Posted on:2004-06-05Degree:Ph.DType:Dissertation
University:University of Southern CaliforniaCandidate:Zaharia-Roth, AndreaFull Text:PDF
GTID:1465390011475070Subject:Art history
Abstract/Summary:
It is generally assumed that all portraits of women produced in Renaissance Italy adhered to contemporary ideals of virtue and beauty. The present study challenges this notion by examining twenty-four extant portraits of women painted in the sixteenth-century Venetian province of Bergamo, which deviate from this convention. In this city, a representation of a stout, dignified married woman with a purposeful demeanor, termed here the matrona bergamasca, distinguished female imagery. To explain this difference, the present study addresses portraits of women in Bergamo in terms of women's experiences and needs, both as perceived by women themselves and as defined by men on their behalf. It treats women's daily lives and their roles within society as important determinants in the production and consumption of the visual arts.;Bergamo was the site of important pictorial innovations and unique female representations traditionally neglected in art-historical studies.
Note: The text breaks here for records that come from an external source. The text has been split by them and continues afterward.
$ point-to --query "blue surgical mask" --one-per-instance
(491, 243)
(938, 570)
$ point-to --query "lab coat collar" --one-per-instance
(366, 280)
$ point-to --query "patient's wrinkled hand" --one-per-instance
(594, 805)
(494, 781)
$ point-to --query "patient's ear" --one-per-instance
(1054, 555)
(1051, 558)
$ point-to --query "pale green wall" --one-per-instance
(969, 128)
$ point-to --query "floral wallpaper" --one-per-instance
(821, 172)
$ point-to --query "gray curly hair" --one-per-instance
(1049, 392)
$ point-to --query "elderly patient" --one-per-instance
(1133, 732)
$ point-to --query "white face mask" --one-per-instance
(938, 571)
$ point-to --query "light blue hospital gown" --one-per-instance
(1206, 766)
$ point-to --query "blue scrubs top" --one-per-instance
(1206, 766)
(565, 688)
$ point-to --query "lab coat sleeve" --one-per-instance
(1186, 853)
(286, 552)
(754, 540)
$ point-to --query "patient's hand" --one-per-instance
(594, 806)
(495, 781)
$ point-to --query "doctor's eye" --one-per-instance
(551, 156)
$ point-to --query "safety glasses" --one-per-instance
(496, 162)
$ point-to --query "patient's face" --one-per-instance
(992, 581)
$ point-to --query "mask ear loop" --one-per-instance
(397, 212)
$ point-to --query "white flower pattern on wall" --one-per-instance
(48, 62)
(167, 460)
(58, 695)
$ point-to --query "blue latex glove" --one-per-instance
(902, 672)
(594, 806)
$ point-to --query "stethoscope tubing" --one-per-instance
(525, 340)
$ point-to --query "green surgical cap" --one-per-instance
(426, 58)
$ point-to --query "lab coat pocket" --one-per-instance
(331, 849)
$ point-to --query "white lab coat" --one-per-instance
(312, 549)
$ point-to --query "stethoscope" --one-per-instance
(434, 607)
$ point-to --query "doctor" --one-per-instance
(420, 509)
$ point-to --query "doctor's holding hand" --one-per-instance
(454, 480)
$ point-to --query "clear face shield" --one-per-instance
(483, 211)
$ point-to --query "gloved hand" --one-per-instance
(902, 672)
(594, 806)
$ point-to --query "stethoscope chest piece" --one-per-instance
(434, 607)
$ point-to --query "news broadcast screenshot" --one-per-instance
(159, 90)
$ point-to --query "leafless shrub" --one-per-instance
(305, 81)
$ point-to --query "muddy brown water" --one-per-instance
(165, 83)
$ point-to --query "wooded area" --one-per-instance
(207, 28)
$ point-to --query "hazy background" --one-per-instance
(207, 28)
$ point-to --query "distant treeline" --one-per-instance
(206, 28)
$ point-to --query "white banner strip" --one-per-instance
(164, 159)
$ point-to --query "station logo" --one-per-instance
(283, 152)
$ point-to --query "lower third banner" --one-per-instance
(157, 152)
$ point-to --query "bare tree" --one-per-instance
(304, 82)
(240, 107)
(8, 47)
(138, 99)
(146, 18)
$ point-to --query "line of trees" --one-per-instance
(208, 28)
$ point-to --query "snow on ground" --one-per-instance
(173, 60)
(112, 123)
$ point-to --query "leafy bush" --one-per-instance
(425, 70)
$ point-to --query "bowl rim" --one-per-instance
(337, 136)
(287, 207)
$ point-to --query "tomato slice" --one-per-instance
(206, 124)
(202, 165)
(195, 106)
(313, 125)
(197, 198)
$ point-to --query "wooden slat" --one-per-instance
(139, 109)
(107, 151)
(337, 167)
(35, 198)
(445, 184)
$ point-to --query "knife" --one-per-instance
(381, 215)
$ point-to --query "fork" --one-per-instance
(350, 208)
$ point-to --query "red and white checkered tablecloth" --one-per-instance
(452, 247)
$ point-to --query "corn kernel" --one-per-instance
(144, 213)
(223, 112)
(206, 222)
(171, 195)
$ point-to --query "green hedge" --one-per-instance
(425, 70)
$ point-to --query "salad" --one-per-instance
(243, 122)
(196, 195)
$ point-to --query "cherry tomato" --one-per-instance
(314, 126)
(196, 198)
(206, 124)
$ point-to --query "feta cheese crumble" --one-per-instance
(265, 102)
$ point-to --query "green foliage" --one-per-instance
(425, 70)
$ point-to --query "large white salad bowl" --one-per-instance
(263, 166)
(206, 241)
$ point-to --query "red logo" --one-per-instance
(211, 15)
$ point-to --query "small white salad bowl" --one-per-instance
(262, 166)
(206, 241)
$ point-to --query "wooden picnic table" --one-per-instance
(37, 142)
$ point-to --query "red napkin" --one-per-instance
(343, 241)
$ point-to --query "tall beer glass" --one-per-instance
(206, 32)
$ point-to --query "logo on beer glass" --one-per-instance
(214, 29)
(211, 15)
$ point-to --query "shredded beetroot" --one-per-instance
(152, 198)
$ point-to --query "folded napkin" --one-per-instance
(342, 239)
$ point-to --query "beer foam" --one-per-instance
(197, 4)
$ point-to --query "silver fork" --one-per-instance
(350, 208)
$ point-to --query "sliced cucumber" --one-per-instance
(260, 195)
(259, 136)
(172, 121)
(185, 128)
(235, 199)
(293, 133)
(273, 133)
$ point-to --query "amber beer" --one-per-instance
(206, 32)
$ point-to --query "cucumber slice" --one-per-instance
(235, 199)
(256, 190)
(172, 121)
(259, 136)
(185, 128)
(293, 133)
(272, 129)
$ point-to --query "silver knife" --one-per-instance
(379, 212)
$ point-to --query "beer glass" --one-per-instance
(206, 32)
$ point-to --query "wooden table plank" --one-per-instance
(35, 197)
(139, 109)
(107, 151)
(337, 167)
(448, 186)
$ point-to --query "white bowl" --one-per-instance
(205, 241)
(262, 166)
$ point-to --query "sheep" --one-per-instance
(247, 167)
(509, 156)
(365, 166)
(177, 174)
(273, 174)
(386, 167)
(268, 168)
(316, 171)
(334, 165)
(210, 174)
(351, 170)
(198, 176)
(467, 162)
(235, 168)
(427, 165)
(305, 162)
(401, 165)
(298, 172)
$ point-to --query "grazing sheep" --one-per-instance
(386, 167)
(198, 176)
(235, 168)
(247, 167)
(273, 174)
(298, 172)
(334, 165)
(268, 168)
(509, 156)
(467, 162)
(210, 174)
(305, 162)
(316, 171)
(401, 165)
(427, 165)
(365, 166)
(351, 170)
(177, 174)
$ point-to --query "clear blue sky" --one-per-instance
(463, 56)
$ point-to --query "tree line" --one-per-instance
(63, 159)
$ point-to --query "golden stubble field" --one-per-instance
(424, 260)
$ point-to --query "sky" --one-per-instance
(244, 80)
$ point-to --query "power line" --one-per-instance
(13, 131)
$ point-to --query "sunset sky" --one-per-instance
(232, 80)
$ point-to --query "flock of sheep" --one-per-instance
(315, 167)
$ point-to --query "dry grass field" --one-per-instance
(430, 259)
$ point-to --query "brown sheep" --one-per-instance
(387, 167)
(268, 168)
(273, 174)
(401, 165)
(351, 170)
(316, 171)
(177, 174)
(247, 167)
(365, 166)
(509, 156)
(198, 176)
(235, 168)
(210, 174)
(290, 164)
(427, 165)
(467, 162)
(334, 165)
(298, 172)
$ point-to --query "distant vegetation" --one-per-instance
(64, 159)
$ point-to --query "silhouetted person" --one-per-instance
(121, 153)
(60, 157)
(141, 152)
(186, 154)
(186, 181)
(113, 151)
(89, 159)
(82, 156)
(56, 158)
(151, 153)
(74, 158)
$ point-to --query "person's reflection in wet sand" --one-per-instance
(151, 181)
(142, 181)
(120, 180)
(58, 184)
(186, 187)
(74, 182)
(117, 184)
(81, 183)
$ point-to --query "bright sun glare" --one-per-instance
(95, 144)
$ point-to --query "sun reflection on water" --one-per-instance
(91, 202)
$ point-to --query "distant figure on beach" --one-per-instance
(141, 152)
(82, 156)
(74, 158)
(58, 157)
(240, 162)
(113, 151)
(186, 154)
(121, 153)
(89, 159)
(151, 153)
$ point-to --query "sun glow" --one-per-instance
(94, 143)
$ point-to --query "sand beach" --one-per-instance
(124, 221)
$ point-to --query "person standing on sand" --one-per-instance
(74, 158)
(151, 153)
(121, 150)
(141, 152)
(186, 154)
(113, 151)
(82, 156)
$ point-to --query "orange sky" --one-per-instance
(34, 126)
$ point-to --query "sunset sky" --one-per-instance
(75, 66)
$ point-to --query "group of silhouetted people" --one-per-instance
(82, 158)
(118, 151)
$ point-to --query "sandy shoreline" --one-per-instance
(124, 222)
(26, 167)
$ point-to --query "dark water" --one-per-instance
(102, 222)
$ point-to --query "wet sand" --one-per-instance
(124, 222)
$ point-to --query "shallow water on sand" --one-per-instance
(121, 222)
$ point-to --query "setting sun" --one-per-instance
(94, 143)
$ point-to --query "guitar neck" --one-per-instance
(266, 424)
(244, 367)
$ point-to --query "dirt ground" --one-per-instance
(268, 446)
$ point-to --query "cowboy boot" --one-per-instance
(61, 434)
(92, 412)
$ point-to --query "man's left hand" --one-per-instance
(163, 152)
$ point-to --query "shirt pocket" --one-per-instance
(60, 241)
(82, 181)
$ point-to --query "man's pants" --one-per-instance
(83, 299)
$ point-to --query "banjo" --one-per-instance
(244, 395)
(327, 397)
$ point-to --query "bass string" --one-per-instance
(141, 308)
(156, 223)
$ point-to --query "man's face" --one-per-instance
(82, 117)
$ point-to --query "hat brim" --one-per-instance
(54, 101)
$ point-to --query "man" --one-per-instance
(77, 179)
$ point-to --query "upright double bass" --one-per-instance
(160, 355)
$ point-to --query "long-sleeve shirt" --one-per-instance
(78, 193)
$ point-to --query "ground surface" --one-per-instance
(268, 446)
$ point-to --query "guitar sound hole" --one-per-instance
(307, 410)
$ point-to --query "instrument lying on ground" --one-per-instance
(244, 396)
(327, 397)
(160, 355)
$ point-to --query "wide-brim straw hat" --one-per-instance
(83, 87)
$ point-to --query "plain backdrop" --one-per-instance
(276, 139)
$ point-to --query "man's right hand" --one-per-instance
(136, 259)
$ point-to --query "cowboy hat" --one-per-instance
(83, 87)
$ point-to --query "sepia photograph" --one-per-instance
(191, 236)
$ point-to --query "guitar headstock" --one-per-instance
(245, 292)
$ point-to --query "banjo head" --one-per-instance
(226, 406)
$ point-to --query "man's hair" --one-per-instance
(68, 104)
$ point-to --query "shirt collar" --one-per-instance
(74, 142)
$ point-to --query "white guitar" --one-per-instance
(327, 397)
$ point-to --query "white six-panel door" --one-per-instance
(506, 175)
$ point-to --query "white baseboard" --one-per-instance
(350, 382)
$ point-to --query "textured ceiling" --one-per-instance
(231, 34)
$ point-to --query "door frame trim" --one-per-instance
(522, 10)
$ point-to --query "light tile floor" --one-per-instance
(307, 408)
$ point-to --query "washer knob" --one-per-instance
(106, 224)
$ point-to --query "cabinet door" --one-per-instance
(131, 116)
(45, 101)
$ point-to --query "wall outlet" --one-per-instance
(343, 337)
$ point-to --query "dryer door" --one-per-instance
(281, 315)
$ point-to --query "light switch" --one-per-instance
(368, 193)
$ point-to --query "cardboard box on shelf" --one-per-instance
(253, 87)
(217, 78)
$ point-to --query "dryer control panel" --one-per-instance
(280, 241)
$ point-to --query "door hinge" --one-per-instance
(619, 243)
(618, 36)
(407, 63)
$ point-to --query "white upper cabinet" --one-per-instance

This comprehensive regional analysis examines the development of portraits of women by Lorenzo Lotto in the first part of the sixteenth century and Giovanni Battista Moroni at the end of the century as the principal and most influential artists in the city. The images they produced both reflect and helped shape Bergamo's transformation from a mercantile to an aristocratic society at a time of civic disruption and political turmoil due to the competing interests of Venice, France, and Spain.;The roles women occupied during these turbulent times differed from those prescribed in humanist treatises on female behavior that valorized chastity, silence, and obedience. Instead, this study shows that their duties often transcended those strictly defined by the domestic sphere---and that the domestic sphere itself encompassed broad social, political, and economic responsibilities. Women in Bergamo were represented as markers of a sophisticated, intellectual circle, as devoted wives, as pious citizens, as stately rulers, and as examples of the city's new nobility. A focused regional study of this sort allows us to question generalizations and categorizations of female portraits, generalizations and categorizations that cannot be universally applied. It also allows us to illustrate the processes by which innovations in pictorial conventions carried out locally in a small town can break the mold of tradition.